Batman is pulling together a team of people with known powered abilities to take on Steppenwolf. It turns out to not be enough, so, they have to resurrect Kal-El, more familiarly known as Superman. I hope this isn’t a major spoiler for anyone. We all knew Superman wouldn’t stay dead for long. Superman is brought back to life at almost precisely the halfway point of the movie. Everything up to that point has been about Batman assembling the team. During the rest of the movie, the team, working together, defeats Steppenwolf.

Simple, straightforward story, and a believable enough team origin. The movie clocks in at just under two-hours. It had a previous cut of 2 hours, 45 minutes before Joss Whedon was brought on board to do reshoots. Whedon’s input into the movie was significant enough that he received a writing credit, but Zach Snyder’s name remains as director. Sources conflict as to what Whedon’s actual contributions were on the film, but my guess is that he was responsible for lightening the tone from the previous Snyder DCEU movies and punching up the team-up comradery of our heroes. With a running time cut about forty-five minutes (regardless of the added material), I’m sure we lost some character development here. In spite of the hour spent in gathering the team together, we don’t learn as much about Cyborg, The Flash, or Aquaman as we might like. Nor do we really get any new information about Batman, Wonder Woman or Superman. The characters take second-place to the spectacle.
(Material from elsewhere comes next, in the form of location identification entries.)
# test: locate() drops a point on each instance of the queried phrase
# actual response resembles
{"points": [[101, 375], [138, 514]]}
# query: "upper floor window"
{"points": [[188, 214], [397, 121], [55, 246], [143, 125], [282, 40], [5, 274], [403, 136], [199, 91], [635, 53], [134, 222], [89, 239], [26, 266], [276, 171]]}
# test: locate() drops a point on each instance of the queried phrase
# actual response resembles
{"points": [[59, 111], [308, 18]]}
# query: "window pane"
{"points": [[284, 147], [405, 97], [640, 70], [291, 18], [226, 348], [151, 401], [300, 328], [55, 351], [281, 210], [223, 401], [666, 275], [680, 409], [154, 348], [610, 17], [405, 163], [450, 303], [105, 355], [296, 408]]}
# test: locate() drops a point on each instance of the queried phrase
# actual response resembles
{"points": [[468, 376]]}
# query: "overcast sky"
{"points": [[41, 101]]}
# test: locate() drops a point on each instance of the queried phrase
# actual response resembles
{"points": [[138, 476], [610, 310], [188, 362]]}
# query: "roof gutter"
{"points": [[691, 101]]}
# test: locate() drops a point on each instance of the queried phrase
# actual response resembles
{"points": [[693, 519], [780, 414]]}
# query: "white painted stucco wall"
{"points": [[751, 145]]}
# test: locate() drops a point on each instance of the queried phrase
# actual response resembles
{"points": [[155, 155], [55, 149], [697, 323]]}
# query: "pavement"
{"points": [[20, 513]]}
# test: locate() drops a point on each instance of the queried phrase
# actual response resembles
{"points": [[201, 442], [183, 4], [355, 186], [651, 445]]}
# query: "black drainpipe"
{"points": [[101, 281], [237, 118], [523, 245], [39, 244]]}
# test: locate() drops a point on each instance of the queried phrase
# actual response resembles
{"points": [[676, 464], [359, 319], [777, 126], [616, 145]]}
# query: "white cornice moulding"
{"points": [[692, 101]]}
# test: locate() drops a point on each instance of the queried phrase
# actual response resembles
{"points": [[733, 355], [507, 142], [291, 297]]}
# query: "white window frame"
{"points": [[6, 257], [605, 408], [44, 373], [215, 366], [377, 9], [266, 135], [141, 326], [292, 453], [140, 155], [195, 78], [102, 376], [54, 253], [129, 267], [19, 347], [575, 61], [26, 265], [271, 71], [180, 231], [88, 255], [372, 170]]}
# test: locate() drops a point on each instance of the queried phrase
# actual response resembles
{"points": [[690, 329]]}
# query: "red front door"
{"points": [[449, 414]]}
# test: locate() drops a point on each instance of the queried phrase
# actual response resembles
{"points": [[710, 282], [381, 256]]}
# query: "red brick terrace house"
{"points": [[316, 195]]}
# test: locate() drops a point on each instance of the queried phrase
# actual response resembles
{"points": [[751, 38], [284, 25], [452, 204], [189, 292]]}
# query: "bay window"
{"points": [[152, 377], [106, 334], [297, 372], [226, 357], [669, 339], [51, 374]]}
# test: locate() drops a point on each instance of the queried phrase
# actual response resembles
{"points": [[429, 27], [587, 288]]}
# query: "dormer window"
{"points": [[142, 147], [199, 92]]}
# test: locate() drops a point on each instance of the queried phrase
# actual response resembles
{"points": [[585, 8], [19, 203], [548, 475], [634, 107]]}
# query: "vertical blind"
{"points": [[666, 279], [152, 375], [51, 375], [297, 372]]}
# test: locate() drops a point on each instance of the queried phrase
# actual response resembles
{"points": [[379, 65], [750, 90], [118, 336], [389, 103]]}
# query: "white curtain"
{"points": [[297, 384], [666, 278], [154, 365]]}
And that’s okay, too. The events of the final battle are exciting and the ultimate resolution is satisfying.

I remember pics of J.K. Simmons circulating before this movie came out. Simmons had spent a lot a gym time purportedly getting ready for role as Commissioner Gordon, and he was seriously jacked. This seemed to have little bearing on his short time on camera in this movie. Was this part of some story arc that was relegated to the cutting room floor? Or maybe his role in the sequel will be a larger one? I guess time will tell.

I liked Justice League. It’s not a movie I’ll sit around and think much about since I’ve watched it, but it was an entertaining way to spend two hours.